Habit, vegetative morphology. Annual, or perennial; caespitose. Culms 13–250 cm high; herbaceous; branched above, or unbranched above. Culm nodes glabrous. Culm internodes solid. Plants unarmed. Young shoots intravaginal. Leaves mostly basal, or not basally aggregated; non-auriculate; without auricular setae (but the mouth of the sheath sometimes hairy). Leaf blades linear; narrow; 2–5 mm wide; setaceous, or not setaceous; flat, or rolled (convolute); without abaxial multicellular glands; without cross venation; persistent. Ligule a fringed membrane, or a fringe of hairs; 0.25–0.5 mm long. Contra-ligule absent.
Reproductive organization. Plants bisexual, all with bisexual spikelets; with hermaphrodite florets.

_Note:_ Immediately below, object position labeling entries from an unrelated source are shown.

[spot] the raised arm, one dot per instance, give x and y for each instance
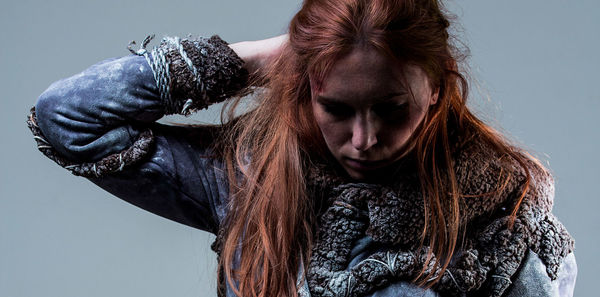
(100, 124)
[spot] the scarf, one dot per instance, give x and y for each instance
(392, 214)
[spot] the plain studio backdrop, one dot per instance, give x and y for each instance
(536, 63)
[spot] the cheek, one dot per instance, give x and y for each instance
(395, 134)
(334, 133)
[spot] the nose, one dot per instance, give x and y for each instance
(364, 133)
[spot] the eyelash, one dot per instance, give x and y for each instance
(383, 111)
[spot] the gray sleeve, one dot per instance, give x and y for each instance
(100, 124)
(532, 279)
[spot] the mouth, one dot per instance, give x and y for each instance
(364, 164)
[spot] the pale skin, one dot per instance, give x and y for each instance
(367, 107)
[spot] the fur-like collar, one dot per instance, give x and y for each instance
(392, 215)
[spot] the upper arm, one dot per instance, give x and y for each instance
(100, 124)
(532, 279)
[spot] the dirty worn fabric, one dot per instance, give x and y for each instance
(100, 124)
(392, 216)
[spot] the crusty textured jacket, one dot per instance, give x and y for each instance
(100, 124)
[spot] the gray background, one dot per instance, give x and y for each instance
(536, 62)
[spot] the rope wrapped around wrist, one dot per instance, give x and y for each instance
(194, 72)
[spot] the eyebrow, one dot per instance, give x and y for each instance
(382, 99)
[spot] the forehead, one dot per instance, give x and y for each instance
(365, 73)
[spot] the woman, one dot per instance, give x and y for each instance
(359, 172)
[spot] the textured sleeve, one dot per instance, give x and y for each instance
(532, 279)
(100, 124)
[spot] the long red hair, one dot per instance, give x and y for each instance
(271, 220)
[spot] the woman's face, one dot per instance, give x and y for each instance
(367, 108)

Inflorescence. Inflorescence of spicate main branches (a raceme of numerous, up-curved, spike-like branches); with conspicuously divaricate branchlets, or without conspicuously divaricate branchlets (when immature); non-digitate (the branches tending to whorls). Inflorescence with axes ending in spikelets. Rachides the slender spikelet bearing rachides flattened and sinuous. Inflorescence espatheate; not comprising ‘partial inflorescences’ and foliar organs. Spikelet-bearing axes spikelike. The racemes without spikelets towards the base. Spikelet-bearing axes disarticulating; falling entire (the racemes falling after the spikelets have broken up). Spikelets solitary; secund (the spikelet bearing rachides one-sided); biseriate; shortly pedicellate; imbricate.
Female-fertile spikelets. Spikelets 3.3–7.8 mm long; compressed laterally; disarticulating above the glumes; not disarticulating between the florets, or disarticulating between the florets (disarticulating between the lemmas, or the glumes and lemmas falling irregularly to leave the paleas on the persistent rachilla); with conventional internode spacings. Rachilla prolonged beyond the uppermost female-fertile floret; hairy (ciliate at the disarticulating apices); the rachilla extension with incomplete florets. Hairy callus absent. Callus absent.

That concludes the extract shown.